Mixan has spent more than 30 years as a photographer, devoting time to Nebraska Athletics before hopping to other opportunities. Right now, he works for the sports website The Athletic as a photographer.

For any Nebraska fan, the Memorial Stadium endzones always had an army of lenses behind them. In 2020, another Memorial Stadium fixture had to go as photographers could not be on the field.

The restriction took Mixan and his camera on an adventure around the stadium for each home game. All of Mixan’s shots came from the stands, allowing him to be unexpectedly interactive with the few people that were there.

“That’s the first time for me in 35 years that I wasn’t allowed to shoot on the field,” Mixan said. “Making my way around the stadium, it was certainly a more relaxed atmosphere, and I found myself talking to some of the parents of players during the game. That would never happen if I was down on the field.”
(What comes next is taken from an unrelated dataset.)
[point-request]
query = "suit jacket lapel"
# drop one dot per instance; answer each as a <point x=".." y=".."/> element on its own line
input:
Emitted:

Despite Mixan’s interactions with families, players and whoever else was there, the inside of Memorial Stadium and other arenas all had the same empty feeling almost everywhere throughout the past year.

“The atmosphere wasn’t there, the band wasn’t in the stadium, the cheerleaders weren’t on the sidelines,” Hartman said. “It was a totally different look if you were in the stadium. It was a little sterile, but we tried to emulate as much as we could to create an environment, to enhance the atmosphere. But without the fans, it wasn’t there.”

The atmosphere at Memorial Stadium, as it was in athletic venues across the country over the past year, was nonexistent. Luebe noted the strangeness of attempting to rally a team from her couch, while athletes didn’t feel the roar of a crowd when they needed it most.

“It’s hard to see these teams and not be able to interact with those players,” Luebe said. “It’s so hard to watch these teams play in silence.”

The past year created challenges for fans and those working in the stadiums. In the end, the inevitable conclusion remains that sports without fans is different — and worse.

“I guess what we learned is that we really want our fans back,” Hartman said.